Chinese AI giant Zhipu AI releases GLM-5.2: 1 million tokens in context and open-source code

Chinese AI startup Zhipu AI has officially unveiled its new flagship language model — GLM-5.2. This is an open-source solution designed for long-horizon agent tasks and complex programming. The model's key feature is a context window of up to 1 million tokens, opening up fundamentally new possibilities for processing large volumes of data without losing coherence.
The development is distributed under the MIT license, making it as accessible as possible for commercial and research use. The model supports local deployment, and a card with parameters has already been published on the Hugging Face platform: 753 billion parameters, text generation in English and Chinese.
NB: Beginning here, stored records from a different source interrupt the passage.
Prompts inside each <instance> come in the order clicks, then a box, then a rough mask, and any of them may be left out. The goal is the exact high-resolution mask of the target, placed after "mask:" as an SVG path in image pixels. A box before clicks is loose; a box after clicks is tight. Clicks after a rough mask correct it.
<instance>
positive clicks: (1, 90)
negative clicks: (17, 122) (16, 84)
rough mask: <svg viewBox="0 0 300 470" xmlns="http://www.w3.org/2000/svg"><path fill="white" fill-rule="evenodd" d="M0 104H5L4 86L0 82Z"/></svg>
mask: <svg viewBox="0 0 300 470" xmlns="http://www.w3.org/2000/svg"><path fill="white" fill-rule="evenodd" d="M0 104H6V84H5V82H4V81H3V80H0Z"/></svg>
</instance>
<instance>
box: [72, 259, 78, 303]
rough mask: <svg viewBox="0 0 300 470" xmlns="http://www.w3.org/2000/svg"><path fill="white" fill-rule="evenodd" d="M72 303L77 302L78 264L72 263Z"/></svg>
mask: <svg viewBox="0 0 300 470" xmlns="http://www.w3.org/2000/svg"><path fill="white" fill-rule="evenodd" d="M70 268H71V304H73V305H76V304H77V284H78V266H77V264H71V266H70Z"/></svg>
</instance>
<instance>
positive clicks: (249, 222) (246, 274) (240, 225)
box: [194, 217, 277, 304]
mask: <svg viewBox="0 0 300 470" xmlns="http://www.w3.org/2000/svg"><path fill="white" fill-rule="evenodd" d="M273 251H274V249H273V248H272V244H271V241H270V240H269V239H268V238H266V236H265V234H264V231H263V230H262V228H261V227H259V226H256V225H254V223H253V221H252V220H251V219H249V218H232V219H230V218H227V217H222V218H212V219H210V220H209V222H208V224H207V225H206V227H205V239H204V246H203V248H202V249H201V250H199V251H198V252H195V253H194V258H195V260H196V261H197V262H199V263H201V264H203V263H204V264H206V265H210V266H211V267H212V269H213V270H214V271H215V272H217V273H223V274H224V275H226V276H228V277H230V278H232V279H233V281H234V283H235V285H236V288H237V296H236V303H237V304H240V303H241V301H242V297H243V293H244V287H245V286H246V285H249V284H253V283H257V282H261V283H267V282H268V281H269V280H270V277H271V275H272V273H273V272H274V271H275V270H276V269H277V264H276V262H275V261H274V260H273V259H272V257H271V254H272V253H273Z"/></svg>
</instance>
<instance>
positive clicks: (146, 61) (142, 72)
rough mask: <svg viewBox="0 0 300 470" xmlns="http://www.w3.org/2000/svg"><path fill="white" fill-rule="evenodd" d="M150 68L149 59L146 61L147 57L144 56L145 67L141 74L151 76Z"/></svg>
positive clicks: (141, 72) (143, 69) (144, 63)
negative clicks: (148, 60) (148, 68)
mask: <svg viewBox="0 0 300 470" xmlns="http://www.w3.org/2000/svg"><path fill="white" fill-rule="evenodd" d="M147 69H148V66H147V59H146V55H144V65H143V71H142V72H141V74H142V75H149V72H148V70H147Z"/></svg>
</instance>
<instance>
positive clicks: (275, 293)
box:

Architectural Innovations and Performance
GLM-5.2 offers a flexible "reasoning intensity" system, allowing users to choose a balance between response quality and latency. The architecture incorporates two key components: the IndexShare mechanism, which reuses one indexer for every four layers of sparse attention, reducing operations per token by 2.9 times, and an updated MTP layer for speculative decoding, increasing the confirmation length to 20%.
According to my data, these improvements directly impact the model's speed and efficiency in real-world scenarios, especially when processing long sequences.
Benchmarks and Leadership
In the FrontierSWE, PostTrainBench, and SWE-Marathon tests, GLM-5.2 confidently outperformed all other open-source models. In standard programming performance benchmarks, it also took first place among open solutions. This confirms that Zhipu AI has managed to create not just a "raw" model, but a full-fledged tool for engineering tasks.
The model is available for local deployment via SGLang, vLLM, Transformers, KTransformers, and Docker Model Runner. Quantizations are supported for llama.cpp, Ollama, and LM Studio, simplifying integration into existing infrastructures.
In my opinion, GLM-5.2 is a significant step forward for open-source AI. The Chinese team is not just catching up with Western developments but is setting new standards in the field of contextual memory and agent systems. If the model confirms its stated characteristics in independent tests, we will see a wave of integrations in the corporate sector in the coming months.